It’s Just Me And Your Umbrella of Love.

nsfw_brown

Last week (and apparently entering into this week) was a good time for mankind.

Cassie has flown like an eagle, Rihanna’s come out of rehab, and now Hoopz is playing with balls and letting the world watch the game.

Yay, Internets.

By the way, if you have no idea what I’m talking about then you must somehow avoid all internet contact at all times – amazing considering you’re reading this right now.

Those pics and now Hoopz video clip have seen more hits than Rihanna Tina Turner a punching bag.

(And no, I’m not providing links to any of those pictures or video. This site is PG. Google is your friend.)

Now as a red-blooded male, I’m more than appreciative of full on female nudity in any form. I mean, the whole point of male existence – in a nutshell – is to procure female nudity. It’s necessary for the survival of the species. It’s even better when its women whose buckeynekkidness you’ve actually pondered. And who hasn’t wanted to get under Rihanna’s umbrella –ella-ella aye aye aye.

Man that is one outdated joke. Aye carumba.
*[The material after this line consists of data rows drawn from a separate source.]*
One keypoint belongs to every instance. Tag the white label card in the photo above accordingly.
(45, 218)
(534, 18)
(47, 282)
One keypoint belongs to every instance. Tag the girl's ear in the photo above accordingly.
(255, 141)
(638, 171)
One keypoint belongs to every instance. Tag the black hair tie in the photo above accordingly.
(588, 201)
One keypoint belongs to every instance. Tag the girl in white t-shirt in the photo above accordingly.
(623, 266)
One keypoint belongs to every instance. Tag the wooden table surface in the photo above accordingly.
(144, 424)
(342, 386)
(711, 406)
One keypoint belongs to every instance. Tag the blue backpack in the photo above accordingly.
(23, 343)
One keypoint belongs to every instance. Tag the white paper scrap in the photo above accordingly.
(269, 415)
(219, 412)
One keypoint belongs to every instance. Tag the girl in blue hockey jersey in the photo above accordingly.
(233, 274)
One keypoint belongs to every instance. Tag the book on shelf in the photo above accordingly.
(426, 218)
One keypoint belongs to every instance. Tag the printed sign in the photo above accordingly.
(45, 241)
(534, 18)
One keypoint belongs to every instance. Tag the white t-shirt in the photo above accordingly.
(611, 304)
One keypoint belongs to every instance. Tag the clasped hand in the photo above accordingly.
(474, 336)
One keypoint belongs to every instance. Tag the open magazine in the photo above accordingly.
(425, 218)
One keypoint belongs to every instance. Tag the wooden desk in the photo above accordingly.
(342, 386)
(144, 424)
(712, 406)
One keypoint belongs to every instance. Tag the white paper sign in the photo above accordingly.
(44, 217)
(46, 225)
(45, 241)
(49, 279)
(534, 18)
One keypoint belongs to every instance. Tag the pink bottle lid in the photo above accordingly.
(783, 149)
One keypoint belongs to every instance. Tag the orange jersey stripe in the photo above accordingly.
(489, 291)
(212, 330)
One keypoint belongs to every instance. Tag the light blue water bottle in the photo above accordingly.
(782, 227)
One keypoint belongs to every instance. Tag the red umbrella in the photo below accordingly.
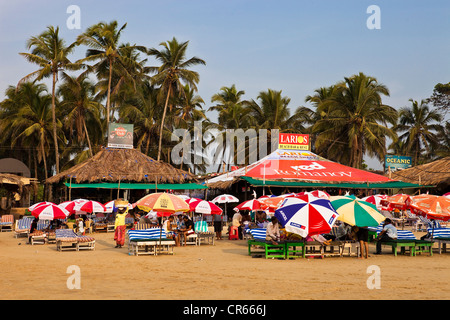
(249, 205)
(50, 212)
(90, 206)
(205, 207)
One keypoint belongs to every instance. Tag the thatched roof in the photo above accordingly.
(14, 181)
(433, 173)
(125, 165)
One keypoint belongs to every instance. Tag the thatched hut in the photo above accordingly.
(121, 167)
(436, 173)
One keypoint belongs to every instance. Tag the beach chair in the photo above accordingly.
(22, 226)
(203, 234)
(7, 222)
(269, 250)
(150, 242)
(442, 237)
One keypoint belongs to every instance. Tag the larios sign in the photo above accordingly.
(293, 141)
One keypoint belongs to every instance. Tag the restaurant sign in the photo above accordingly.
(120, 135)
(293, 141)
(396, 162)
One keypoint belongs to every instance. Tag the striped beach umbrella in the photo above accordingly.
(356, 212)
(205, 207)
(49, 212)
(306, 217)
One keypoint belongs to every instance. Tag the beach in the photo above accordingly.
(223, 271)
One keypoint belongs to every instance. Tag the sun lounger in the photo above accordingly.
(151, 241)
(67, 239)
(7, 222)
(203, 234)
(22, 226)
(442, 237)
(269, 250)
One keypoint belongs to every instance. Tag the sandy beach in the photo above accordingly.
(220, 272)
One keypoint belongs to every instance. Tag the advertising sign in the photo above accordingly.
(120, 135)
(293, 141)
(396, 162)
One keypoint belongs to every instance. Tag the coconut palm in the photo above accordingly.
(50, 52)
(77, 95)
(357, 117)
(420, 125)
(171, 73)
(103, 41)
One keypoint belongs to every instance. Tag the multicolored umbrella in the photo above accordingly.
(49, 212)
(303, 217)
(90, 206)
(398, 201)
(251, 205)
(375, 199)
(320, 194)
(356, 212)
(225, 198)
(164, 204)
(431, 206)
(205, 207)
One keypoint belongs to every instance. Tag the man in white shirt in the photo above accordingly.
(388, 233)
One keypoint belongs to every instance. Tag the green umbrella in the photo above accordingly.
(356, 212)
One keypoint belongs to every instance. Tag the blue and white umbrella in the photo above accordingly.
(306, 215)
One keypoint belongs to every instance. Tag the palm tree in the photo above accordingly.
(172, 72)
(50, 52)
(419, 130)
(103, 41)
(355, 117)
(77, 97)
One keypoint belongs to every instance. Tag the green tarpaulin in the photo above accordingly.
(383, 185)
(181, 186)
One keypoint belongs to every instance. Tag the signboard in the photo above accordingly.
(120, 135)
(293, 141)
(396, 162)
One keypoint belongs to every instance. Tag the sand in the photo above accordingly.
(220, 272)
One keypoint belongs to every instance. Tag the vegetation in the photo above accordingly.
(114, 83)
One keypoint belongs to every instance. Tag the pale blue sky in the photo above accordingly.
(295, 46)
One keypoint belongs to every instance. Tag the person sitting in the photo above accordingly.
(388, 233)
(188, 228)
(432, 224)
(273, 231)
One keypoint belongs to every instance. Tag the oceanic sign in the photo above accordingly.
(396, 162)
(293, 141)
(120, 135)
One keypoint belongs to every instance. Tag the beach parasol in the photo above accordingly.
(205, 207)
(303, 217)
(375, 199)
(164, 204)
(90, 206)
(34, 206)
(110, 208)
(356, 212)
(249, 205)
(320, 194)
(431, 206)
(49, 211)
(398, 201)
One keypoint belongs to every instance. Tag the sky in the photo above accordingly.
(294, 46)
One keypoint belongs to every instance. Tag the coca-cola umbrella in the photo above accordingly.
(306, 217)
(49, 212)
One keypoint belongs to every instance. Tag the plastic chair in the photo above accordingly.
(234, 233)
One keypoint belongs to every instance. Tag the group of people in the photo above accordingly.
(343, 232)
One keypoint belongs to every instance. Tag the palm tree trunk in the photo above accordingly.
(162, 123)
(87, 137)
(108, 97)
(55, 138)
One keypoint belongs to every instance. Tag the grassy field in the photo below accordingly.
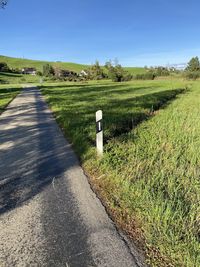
(7, 93)
(149, 175)
(12, 78)
(21, 63)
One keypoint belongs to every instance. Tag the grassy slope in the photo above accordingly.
(7, 94)
(13, 78)
(148, 177)
(20, 63)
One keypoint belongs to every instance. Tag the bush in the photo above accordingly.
(192, 75)
(48, 70)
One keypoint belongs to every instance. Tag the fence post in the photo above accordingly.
(99, 132)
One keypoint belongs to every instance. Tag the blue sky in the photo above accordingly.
(137, 32)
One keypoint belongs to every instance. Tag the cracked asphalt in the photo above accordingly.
(49, 216)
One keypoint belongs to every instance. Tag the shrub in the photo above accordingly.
(48, 70)
(192, 75)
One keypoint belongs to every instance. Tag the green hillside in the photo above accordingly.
(38, 64)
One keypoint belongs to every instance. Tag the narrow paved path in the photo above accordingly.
(49, 216)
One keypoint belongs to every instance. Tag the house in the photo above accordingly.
(63, 73)
(31, 71)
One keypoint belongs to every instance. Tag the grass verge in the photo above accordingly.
(149, 175)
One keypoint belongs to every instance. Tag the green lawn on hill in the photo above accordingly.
(149, 175)
(21, 63)
(7, 94)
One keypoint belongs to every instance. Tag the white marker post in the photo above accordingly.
(99, 131)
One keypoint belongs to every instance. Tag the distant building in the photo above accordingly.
(63, 73)
(31, 71)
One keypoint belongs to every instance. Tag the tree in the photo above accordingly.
(193, 65)
(3, 3)
(48, 70)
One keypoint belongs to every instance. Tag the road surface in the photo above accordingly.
(49, 216)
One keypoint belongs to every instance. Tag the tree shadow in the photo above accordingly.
(77, 107)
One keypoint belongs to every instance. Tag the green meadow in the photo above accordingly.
(7, 94)
(20, 63)
(148, 177)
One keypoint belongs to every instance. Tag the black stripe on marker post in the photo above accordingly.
(99, 126)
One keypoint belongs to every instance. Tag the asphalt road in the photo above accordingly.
(49, 216)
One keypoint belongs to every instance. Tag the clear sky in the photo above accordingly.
(137, 32)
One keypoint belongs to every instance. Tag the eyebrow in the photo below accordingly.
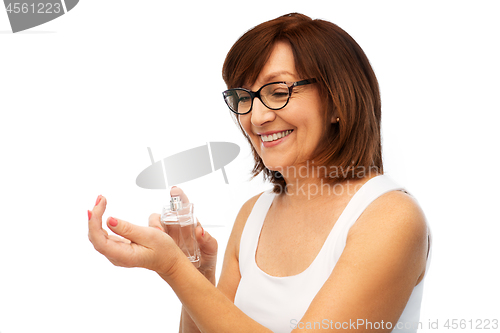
(271, 76)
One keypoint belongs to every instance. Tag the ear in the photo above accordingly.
(335, 118)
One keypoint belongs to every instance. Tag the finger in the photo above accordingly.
(154, 221)
(175, 191)
(140, 235)
(206, 242)
(119, 239)
(97, 235)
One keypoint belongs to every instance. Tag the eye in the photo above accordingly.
(244, 99)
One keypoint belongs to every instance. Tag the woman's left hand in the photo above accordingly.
(140, 246)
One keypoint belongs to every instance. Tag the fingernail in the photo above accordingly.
(113, 222)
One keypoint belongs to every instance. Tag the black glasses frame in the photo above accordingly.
(254, 94)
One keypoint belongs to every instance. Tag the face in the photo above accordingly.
(300, 122)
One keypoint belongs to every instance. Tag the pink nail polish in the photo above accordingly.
(113, 222)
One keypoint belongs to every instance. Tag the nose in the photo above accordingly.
(260, 114)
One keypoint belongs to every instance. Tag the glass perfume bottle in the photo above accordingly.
(179, 222)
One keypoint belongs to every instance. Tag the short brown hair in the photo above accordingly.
(345, 80)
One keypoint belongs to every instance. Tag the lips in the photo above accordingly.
(274, 136)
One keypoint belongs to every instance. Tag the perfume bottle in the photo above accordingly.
(179, 222)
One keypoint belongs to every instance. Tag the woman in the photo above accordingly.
(335, 245)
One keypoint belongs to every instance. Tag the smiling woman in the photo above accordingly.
(294, 47)
(321, 247)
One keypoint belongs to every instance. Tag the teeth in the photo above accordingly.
(275, 136)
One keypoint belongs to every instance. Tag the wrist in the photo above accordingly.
(209, 274)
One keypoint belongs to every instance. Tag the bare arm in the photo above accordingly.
(384, 258)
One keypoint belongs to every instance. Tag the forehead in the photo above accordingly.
(279, 67)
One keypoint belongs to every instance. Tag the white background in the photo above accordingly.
(83, 96)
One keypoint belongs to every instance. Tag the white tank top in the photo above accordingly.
(279, 303)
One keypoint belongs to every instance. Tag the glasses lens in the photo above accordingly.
(275, 96)
(238, 100)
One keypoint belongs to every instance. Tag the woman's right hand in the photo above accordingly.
(207, 244)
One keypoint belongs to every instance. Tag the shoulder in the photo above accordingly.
(393, 212)
(241, 219)
(393, 225)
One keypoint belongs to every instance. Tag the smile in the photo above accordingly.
(275, 136)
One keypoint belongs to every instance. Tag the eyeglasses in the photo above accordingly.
(274, 96)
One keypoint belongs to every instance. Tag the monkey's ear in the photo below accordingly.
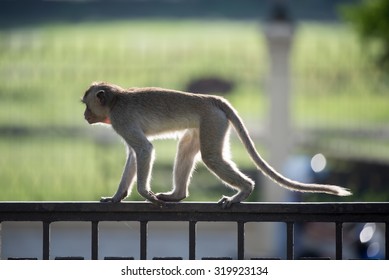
(101, 96)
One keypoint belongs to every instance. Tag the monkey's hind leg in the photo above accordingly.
(188, 148)
(212, 139)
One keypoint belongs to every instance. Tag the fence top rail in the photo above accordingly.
(190, 211)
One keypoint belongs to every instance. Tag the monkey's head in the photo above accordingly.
(99, 99)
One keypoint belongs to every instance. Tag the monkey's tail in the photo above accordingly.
(265, 167)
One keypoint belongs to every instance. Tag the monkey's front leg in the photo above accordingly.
(127, 180)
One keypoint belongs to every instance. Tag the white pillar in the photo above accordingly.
(279, 140)
(278, 133)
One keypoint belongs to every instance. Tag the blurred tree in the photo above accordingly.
(371, 20)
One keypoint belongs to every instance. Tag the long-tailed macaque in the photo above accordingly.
(141, 114)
Well the leaking of said nudey pics and the apparent broken dam of celebt*tty pictures that are more than likely to venture our way got me to thinking about something very pontificatious. You see, despite my love for the female form, there are actually women I have no desire to ever see in the buff.

Like ever.

Forever ever??

Forever ever.

And who might the mighty-ighty-ighty P not want to see au naturale??

Thought you’d never ask.

Beyonce – Sure she’s hot as South Hades, but truthfully, she’s not even all that sexxy to me, unless she’s soaking wet. I’ve long contended that wet women look way better than dry women (and take that as you want – heh heh heh). And God forbid a chex tap were to surface. You know what that would mean, right? It would be her and JayZ. I don’t ever want to see Bey and Jay bumpin’ literal uglies. Plus, what do you think: just how boring would that tape be anyway? She seems like a robot and he’s just getting more obnoxiously detached. It could be the actual definition video of “watching paint dry.”

Kelis – I know she has a tape out there (poor Nas – first Carmen, now Kelis) floating and what not but I’ve just never found her to be attractive. At all. She also seems to have that Mariah problem where she has to stand certain ways in videos to craft the illusion of derrierosity. Put it this way, if she’s got milkshakes, I’ll just take a Sprite.

Lil Kim – I’m almost afraid to see this. In fact, I’ll assume Lil Kim is to me what Michael Jackson is to most women – ^%$%&^#^*#(*&*)$#$. Yeah, whatever that means to you, that’s what Lil Kim is to me. Yech.

Wendy Williams/Wanda Sykes/Star Jones – They’re pretty much the same behemoth unattractive wildebeast to me and at the zoo you can’t touch the animals. You’re also not supposed to take pictures of certain animals as it may excite and agitate them. That’s how I view them – the kind of animals you just shouldn’t take certain pictures of.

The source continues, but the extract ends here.